Joselito e eu apartávamos o gado leiteiro, montados no jumento maracujá e no pangaré branco, chamado de podói. Com as águas do rio se juntando com as águas da lagoa, nós obrigávamos os animais a nadarem conosco em seus dorsos. Era uma experiência e tanto. Certa vez, nos distraímos e os animais foram parar na ilhota que se formara entre o rio e a lagoa, já que as enchentes do Corrente juntava rio e lagoa em um só cenário. Para chegarmos até a ilhota, Joselito e eu tivemos que utilizar as cercas de arames farpados para chegar até os animais e apartar o gado, senão Natalino arrancaria o nosso coro. Foi uma tarefa árdua. Uma briga para quem seria o primeiro a arriscar e como sempre, Joselito era o mais corajoso. Não que eu não fosse corajoso. Se Lito era um pouco mais corajoso do que eu, eu era um pouco mais medroso do que ele.

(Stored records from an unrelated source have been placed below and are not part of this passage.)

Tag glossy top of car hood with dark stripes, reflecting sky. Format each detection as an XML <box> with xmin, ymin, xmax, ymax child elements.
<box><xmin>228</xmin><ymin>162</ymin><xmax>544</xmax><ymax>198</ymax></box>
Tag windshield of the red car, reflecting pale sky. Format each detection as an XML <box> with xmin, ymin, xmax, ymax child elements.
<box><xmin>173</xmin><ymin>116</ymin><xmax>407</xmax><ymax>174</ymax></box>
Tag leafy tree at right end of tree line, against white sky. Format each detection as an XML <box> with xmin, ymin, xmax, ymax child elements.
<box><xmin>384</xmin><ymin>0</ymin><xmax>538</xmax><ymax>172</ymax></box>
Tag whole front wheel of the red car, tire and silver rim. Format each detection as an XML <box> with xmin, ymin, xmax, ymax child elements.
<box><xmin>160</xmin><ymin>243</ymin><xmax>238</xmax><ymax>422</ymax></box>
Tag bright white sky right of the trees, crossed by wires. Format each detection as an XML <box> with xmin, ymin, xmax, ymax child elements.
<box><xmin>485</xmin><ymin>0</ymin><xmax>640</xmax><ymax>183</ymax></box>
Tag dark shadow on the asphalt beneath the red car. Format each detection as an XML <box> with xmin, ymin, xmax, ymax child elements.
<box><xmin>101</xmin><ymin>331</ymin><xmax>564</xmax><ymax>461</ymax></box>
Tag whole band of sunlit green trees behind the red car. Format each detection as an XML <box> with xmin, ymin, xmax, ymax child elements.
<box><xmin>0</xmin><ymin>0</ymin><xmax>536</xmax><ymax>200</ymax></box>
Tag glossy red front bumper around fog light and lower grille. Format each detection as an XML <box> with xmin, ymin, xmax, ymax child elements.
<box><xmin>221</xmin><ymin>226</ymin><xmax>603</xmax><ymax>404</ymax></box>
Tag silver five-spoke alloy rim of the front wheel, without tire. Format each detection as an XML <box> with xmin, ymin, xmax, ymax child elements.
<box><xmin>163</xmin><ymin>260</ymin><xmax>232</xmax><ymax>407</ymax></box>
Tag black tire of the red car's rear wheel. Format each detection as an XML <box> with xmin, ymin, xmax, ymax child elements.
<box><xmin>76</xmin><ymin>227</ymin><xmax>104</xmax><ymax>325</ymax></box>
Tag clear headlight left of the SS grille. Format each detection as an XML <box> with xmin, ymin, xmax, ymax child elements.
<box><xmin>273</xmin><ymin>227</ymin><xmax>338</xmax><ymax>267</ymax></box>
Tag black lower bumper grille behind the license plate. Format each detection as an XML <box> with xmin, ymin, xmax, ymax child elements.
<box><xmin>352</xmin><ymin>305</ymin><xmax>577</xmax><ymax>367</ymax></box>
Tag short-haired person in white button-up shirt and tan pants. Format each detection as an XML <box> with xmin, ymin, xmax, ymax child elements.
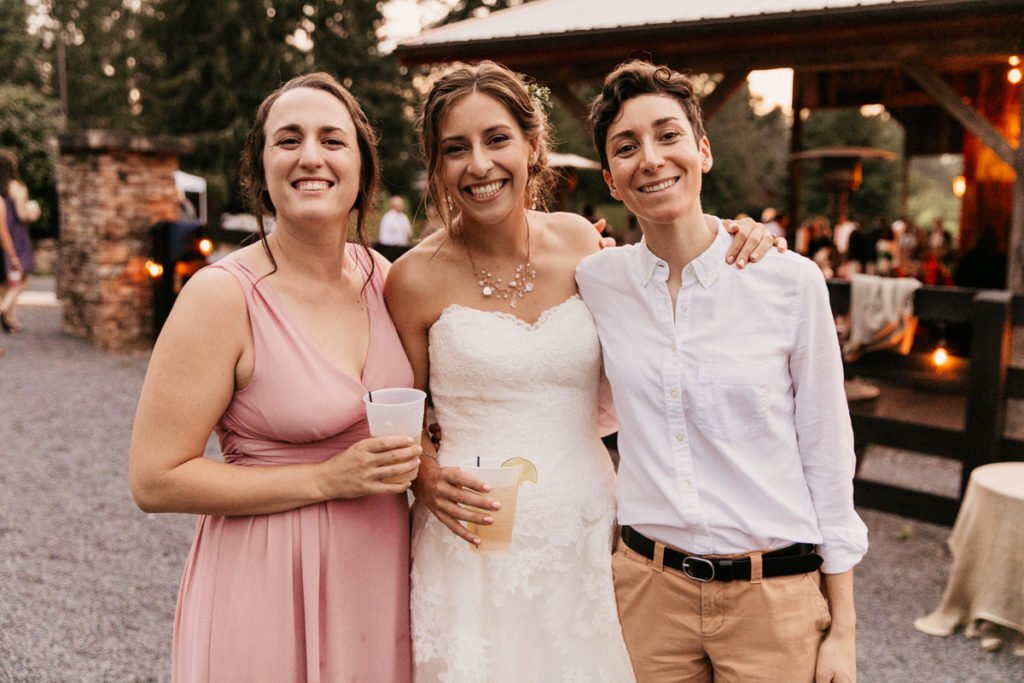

A aventura foi fantástica. Nós , de pés descalços, usando os arames farpados como ponte para transpor as águas barrentas, vendo cobrinhas de água passando por debaixo de nós, tomando cuidado para não furar os pés até conseguirmos chegar na parte em terra firme sem águas e, prendendo os animais de montarias, o caminho de volta foi muito mais fácil e divertido. Parecíamos heróis. Joselito e João Jonnes (Idiana Jones) .

Voltando ao inicio desta crônica, tudo no início desta manhã realmente parecia calmo. Parecia calmo até ouvirmos um berro estridente e forte que sufocou os cantos dos pássaros e os barulhos do velho Rio Corrente. Levantamos assustados! Vem lá do curral, gritou alguém! E era. Corremos para lá e a cena que vimos era aterradora e assustadora. A vaca vermelhinha, a que dava mais leite, amarrada na árvore que servia de mourão ao centro do curral, e o Natalino batendo maldosamente na pobre vaca que urrava e turrava de dor sem poder fazer nada. Segundo o ignorante do Natalino, a vaca estava de safadeza prendendo o leite por isso tinha que tomar um surra.

Todos nós tínhamos medo do natalino, marido de Ana. Seu Terto, Joselito e eu assistimos o massacre sem poder fazer nada. Que isto não saia daqui, disse Natalino. Como nós gostaríamos de ser gente grande naquele dia! O Natalino com certeza não seria tão macho assim! Mas éramos dois negrinhos indefesos ! Anos mais tarde eu vi uma cena se repetir com mariano acougueiro, ao chicotear o seu cão que havia fugido de casa e ido para o açougue e Mariano queria que o cão voltasse para casa. O cão gritava assuatadoramente enquanto levava as chibatadas. De repente, uma mão segurou a mão de Mariano no ar e disse: Se continuares, mesmo em casa, serás preso! Era o Cícero soldado!Um soldado temido por todos mas que a partir daquele dia ganhou a minha admiração! Naquele mesmo momento pensei na vaquinha vermelha. Se houvesse um Cícero soldado na fazenda, certamente Natalino piaria fino. Mas não foi o que ocorreu.